Até este ponto é fácil entender as proibições de Jonadabe. Mas encontrar um motivo plausível para entender a proibição de plantar e colher, soa bem mais desafiador. Orando e buscando uma direção do Senhor, me deparei com um texto do profeta Joel que diz: “Forjai espadas de vossas enxadas, e lanças de vossas foices, e diga o fraco: eu sou forte (Joel 3:10)”. Este texto revela um cenário bem interessante. Um povo ameaçado pelo inimigo, que ao abrir seu arsenal militar, só encontrou enxadas, foices e fraqueza. O tempo de paz e calmaria foi longo. Não houveram ameaças ou perigos; não haviam guerras ou batalhas por muito tempo. E o povo se esqueceu de como era lutar. Não haviam barreiras, obstáculos ou desafios. Então, o povo não precisou mais ser forte. Dançavam e cantavam despreocupadamente. Plantavam, colhiam e festejavam a boa colheita. Tudo ia muito bem, até que o dia mal chegou e eles não estavam preparados. Precisavam de espadas, mas só tinham enxadas. Precisavam de lanças, mas só tinham foices e arados. Precisavam de força, mas só acharam fraquezas. O povo se dedicou a plantar e a colher, mas se esqueceu de como guerrear. Adaptaram-se ao ciclo seguro da terra, mas se esqueceram dos imprevistos da vida. Viviam de estação a estação, mas renegaram o dia após o dia.

Quando não se planta, não se tem de onde se colher, e a batalha pela sobrevivência se torna diária, deixando nos alerta e preparados 24 horas por dia, 365 dias por ano.
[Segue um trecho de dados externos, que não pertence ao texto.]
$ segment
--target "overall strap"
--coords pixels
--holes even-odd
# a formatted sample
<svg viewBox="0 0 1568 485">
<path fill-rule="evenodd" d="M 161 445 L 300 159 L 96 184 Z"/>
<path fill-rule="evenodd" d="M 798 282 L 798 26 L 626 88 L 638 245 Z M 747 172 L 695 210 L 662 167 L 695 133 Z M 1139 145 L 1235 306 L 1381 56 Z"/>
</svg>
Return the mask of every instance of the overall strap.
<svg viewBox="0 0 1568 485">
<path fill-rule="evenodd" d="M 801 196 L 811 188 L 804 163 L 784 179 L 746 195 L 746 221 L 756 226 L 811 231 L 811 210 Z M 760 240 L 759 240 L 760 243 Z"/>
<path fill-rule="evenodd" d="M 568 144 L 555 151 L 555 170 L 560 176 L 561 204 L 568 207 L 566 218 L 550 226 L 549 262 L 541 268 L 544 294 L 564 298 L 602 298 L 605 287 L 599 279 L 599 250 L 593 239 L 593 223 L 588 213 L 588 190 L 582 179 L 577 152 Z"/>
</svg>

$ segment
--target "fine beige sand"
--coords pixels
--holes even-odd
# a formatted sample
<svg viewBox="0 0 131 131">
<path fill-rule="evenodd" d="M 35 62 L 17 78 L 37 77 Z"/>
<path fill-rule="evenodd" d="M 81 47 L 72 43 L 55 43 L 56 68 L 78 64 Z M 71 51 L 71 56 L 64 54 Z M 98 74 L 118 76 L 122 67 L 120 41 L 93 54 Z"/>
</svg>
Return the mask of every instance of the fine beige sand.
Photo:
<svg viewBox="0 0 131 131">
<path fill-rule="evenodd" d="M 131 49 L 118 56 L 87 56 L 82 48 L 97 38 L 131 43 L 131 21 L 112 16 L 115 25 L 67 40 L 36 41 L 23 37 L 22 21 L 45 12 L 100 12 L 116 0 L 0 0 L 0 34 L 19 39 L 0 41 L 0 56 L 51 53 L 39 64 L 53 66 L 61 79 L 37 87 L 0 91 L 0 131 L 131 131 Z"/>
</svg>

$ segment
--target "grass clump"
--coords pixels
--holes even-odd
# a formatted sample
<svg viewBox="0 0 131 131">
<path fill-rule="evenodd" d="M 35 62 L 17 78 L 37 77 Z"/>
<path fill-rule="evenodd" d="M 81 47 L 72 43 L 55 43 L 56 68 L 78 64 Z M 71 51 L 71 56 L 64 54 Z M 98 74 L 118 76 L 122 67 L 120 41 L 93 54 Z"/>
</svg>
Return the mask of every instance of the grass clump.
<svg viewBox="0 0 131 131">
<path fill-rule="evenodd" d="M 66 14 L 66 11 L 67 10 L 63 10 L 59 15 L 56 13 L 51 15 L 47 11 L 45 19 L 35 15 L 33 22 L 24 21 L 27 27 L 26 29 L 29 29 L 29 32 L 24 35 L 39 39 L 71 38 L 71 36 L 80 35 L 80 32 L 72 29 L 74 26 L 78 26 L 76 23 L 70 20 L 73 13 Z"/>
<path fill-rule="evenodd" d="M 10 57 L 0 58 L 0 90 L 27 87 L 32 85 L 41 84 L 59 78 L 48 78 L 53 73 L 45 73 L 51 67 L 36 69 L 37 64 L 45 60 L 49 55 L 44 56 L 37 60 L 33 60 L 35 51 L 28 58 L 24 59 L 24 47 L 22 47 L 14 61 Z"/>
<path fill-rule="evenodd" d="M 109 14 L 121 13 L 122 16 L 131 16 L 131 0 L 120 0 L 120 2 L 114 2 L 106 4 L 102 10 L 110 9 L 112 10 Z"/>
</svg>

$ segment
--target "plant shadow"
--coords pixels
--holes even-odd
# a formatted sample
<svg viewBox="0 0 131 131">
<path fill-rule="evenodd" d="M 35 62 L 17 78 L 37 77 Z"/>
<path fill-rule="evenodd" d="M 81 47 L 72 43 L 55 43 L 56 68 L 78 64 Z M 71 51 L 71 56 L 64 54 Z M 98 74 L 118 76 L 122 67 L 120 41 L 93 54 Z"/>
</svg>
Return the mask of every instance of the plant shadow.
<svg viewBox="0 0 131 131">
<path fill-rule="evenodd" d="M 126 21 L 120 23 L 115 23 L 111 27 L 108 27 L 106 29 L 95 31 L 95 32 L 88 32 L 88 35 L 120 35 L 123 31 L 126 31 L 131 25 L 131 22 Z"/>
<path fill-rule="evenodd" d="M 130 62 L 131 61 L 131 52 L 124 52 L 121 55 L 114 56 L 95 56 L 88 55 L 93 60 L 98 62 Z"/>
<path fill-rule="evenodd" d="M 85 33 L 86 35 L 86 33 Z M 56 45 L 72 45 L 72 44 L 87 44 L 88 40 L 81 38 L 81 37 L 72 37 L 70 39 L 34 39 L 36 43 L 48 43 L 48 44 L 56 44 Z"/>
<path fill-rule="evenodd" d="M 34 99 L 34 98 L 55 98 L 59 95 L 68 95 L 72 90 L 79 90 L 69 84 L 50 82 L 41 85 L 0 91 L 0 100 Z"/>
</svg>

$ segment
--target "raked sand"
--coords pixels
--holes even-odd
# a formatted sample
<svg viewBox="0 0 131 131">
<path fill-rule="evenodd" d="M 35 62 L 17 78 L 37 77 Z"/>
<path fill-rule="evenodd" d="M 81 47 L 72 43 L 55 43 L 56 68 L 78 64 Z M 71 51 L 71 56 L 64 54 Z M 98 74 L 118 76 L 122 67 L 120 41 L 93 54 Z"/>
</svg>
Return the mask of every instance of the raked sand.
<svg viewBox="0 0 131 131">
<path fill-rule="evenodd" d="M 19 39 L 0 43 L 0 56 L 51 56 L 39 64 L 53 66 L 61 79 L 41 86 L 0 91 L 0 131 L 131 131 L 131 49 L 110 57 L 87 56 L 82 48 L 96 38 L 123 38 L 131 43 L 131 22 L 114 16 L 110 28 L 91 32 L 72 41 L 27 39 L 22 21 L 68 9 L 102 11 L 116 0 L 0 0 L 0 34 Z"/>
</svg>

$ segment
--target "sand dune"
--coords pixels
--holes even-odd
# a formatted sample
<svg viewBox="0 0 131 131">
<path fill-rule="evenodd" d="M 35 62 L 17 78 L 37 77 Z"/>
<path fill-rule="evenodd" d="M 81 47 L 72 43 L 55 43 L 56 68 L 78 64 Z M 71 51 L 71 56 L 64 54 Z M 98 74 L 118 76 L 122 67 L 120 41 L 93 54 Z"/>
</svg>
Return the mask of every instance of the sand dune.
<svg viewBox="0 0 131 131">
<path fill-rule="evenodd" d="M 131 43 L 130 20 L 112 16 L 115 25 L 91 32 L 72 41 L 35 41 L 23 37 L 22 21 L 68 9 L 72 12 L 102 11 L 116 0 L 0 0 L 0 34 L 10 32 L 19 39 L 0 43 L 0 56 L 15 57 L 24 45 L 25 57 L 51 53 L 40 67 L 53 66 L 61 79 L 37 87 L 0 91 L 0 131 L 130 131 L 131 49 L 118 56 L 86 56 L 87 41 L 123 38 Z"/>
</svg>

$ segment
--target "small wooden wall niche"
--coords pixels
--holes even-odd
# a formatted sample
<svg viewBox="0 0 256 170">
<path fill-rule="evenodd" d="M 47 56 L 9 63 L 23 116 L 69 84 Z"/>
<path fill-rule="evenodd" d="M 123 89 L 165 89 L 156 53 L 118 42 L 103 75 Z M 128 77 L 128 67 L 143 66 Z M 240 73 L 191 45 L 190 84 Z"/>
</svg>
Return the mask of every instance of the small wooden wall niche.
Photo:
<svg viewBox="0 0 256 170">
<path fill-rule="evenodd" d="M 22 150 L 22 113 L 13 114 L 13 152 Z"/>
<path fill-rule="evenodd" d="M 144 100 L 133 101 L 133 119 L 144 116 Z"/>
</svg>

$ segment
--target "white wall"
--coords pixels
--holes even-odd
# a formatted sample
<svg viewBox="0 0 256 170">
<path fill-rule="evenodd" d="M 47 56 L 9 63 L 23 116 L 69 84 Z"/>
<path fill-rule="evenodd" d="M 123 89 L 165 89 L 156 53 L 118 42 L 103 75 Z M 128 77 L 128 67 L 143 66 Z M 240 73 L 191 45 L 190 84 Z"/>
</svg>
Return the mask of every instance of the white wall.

Nunca somos surpreendidos pelo dia mal ou por nossos inimigos. Quando eles chegam, já estamos armados e prontos para guerra.  O próprio Jesus contou a história de um homem que após a maior colheita de sua vida, ordenou a sua alma que descansasse, pois os celeiros estavam transbordando, mas naquela mesma noite sua alma foi pedida, e pra onde ia, aquele homem não tinha nada a levar (Lucas 12: 15-20). As vezes o pomar frondoso e os celeiros abarrotados, tiram o nosso foco do que realmente vale a pena ser cultivado.

Estas são apenas conjecturas que lampejam em minha mente no afã da madrugada. O zeloso patriarca dos recabitas teve lá suas próprias motivações ao estabelecer tais preceitos ao seu povo. Talvez as razões sejam ainda mais nobres e profundas para o meu limitado conhecimento, ou talvez fossem apenas por mero capricho (quem sabe ele fosse alérgico a vinho, sentisse raiva de pedreiros e tivesse sido picado por uma abelha em um pomar). Deus não questionou os preceitos e nem as motivações intrínsecas nos mesmos. Não disse se estavam corretos ou equivocados, se eram justos ou imponderáveis. Deus apenas elogiou a obediência dos recabitas aos mandamentos de seu antepassado e trouxe uma mensagem valiosa para Judá através do exemplo desta gente: 

“Sim, é possível obedecer a um mandamento. Sim, É possível mudar um comportamento. Sim, é possível dar ouvidos a voz de um pai!”

Os recabitas continuaram zelando por seus preceitos e por isso Deus lhes fez a promessa que estaria diante deles para sempre. Nas palavras de Francisco de Assis, “o profeta (Jeremias) morreu como viveu, de coração quebrantado pregando a um povo irresponsável”. Quanto a Judá, não ouviu a voz de seu pai antes, não aprendeu com o exemplo dado e continuou não ouvindo a voz de seu pai depois. Foi destruída como nação pelos babilônicos e seus sobreviventes experimentaram a dor do exílio por 70 anos, antes de retornarem para casa como filhos melhorados.

Como pai, minha primeira forma de disciplinar meu filho, é sempre falando com ele, apontando seu erro e mostrando como e onde corrigir (várias e várias vezes). Se ele não me entende, como disse no começo deste texto, vou procurar uma criança comportada em volta e tentar mostrar na prática como é bonito alguém que obedece ao seu papai. Se não funcionar,  aí só me resta aplicar nele um bom castigo. Sabe qual é o nome desta técnica em três etapas: AMOR. Aprendi com Deus, que corrige e açoita aqueles a quem ama (Apocalipse 3:19).

Falando nisso, pequena criança, como anda seu comportamento, hein?